The gas leak in southern California has emit the equivalent of 700 million gallons of gasoline/carbon/methane into the atmosphere since October – nearly 3 months ago. The average car uses about 580 gallons of gas per year. In a 3 month period that would equate to about 165 gallons. The 700 million would thus equate to an additional 4,242,400 cars worth of carbon emissions. That would be the equivalent of 112% of the entire population (including children) of LA which stands at roughly 3.8 million!
And Governor Jerry Brown, a climate activist, is just now declaring a state of emergency and wants it fixed? What about 3 months ago! What about last month when the EDF showed aerial photos of the damage? What amount over the last six to eight weeks since residents began reporting illnesses governor? How much pollution has occurred as a direct result? I’ll bet it’s a lot more than those VW’s that are subject to enormous fines and lawsuits.
The proposal to fix the leak is complicated. It involves an attempt to mask the odors that have been released by attempting to vaporize them in a contained flammable operation, and to disperse the methane that hovers in the atmosphere, and ultimately to clamp the leak by drilling down over 8000 feet.
The utility company, SoCal Gas, claims that the odor in the methane is a result of an additive. That additive is used purposefully to help detect gas leaks. It is called Mercaptan. According to OSHA, at very high concentrations it is extremely toxic and affects the central nervous system. In November 2014, at a DuPont facility in Texas, the accidental death of 4 people and the hospitalization of a fifth was a direct result of exposure to Mercaptan.
According to the Utility company, exposure to this additive is harmless. But that would not be exactly truthful:
Methyl mercaptan is an eye and mucous membrane irritant. It may cause moderate conjunctivitis and diplopia.

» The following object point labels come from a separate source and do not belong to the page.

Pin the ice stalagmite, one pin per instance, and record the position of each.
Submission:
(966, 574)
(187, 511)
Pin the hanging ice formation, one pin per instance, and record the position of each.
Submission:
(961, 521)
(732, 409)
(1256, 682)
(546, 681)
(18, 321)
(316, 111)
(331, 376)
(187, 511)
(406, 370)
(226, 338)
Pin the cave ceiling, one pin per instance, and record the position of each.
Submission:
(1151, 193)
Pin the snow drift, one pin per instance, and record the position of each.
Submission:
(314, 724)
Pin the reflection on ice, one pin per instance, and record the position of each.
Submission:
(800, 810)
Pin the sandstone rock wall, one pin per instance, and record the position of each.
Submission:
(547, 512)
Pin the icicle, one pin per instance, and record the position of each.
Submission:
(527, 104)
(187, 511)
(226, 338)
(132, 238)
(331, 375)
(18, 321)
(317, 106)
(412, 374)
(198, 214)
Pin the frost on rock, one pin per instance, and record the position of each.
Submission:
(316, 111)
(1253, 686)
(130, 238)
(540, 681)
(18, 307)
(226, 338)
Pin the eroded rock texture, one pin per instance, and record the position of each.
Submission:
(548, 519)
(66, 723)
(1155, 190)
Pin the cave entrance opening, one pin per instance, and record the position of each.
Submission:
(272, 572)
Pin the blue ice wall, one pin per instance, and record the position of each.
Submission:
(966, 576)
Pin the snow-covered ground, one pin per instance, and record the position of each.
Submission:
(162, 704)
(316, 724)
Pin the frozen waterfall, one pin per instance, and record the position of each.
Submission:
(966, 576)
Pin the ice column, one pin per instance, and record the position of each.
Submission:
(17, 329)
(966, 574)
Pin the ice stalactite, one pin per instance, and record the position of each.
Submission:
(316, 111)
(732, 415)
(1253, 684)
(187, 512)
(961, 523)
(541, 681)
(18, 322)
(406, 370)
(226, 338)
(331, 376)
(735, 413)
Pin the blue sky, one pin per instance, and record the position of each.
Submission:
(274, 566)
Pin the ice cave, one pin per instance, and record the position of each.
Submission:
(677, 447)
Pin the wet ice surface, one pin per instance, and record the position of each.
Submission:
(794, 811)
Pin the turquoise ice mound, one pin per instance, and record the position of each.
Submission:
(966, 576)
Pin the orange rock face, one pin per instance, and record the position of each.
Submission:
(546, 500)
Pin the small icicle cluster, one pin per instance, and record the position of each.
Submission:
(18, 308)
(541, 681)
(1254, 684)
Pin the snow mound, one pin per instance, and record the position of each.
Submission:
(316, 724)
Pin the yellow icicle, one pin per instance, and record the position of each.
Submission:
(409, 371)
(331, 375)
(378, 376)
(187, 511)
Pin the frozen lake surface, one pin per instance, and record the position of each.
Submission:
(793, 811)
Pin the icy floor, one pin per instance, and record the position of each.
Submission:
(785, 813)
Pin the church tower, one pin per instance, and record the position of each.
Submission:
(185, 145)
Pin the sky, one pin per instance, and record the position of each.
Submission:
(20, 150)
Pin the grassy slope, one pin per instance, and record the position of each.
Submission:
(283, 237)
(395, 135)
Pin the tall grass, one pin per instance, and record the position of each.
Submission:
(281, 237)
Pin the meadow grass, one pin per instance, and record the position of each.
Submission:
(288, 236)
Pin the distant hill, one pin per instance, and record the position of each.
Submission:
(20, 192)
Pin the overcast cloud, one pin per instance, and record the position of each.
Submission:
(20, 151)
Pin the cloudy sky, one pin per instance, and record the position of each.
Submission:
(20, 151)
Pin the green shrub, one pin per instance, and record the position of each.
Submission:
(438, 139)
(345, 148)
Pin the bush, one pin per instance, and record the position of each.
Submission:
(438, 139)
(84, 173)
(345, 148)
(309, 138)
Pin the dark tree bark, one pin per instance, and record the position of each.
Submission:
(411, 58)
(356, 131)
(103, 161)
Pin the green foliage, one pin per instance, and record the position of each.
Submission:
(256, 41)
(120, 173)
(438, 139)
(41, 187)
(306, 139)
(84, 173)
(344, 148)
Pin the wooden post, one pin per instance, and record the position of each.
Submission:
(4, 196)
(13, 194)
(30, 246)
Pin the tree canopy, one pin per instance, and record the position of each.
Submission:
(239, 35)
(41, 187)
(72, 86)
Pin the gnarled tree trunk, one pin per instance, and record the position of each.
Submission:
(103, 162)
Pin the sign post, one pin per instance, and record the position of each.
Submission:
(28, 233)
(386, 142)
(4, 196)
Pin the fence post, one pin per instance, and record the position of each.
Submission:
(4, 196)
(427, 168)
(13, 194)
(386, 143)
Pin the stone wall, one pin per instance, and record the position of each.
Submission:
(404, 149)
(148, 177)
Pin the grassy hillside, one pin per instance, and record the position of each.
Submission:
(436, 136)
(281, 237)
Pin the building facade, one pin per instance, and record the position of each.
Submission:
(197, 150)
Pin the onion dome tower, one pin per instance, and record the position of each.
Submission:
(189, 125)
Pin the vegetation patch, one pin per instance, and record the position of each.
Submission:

Exposure may result in redness, irritation and swelling. Frostbite injury can occur from dermal exposure to liquid methyl mercaptan.
Symptoms may include fever, cough, dyspnea, tightness and burning in the chest, dizziness, headache, loss of sense of smell, nausea, vomiting and diarrhea. Inhalation may cause CNS depression, respiratory irritation, respiratory paralysis, pulmonary edema, tremors and seizures. It may also cause liver and kidney damage, tachycardia and hypertension Methemoglobinemia and severe hemolytic anemia with hematuria and protenuria have been reported in a patient with G-6-PD deficiency.
Studies on exposure to Mercaptan have all been limited to a very small time frame – 4 minutes to one hour. Prolonged exposure, as in 3 months and counting, has not been assessed. The symptoms presented above were all attributable to this much smaller exposure period.
When all the facts are not offered in an attempt to dispel fear, there is a chance that people will not seek the help they need which could lead to even greater physical distress. Of the 6500 residents that have asked for assistance in relocating until this toxic plume is contained, only 2200 have been afforded that protection. The mere fact that this event is now described as a state of emergency indicates the severity and the longer the residents are subjected to the toxicity, the more harm that can occur.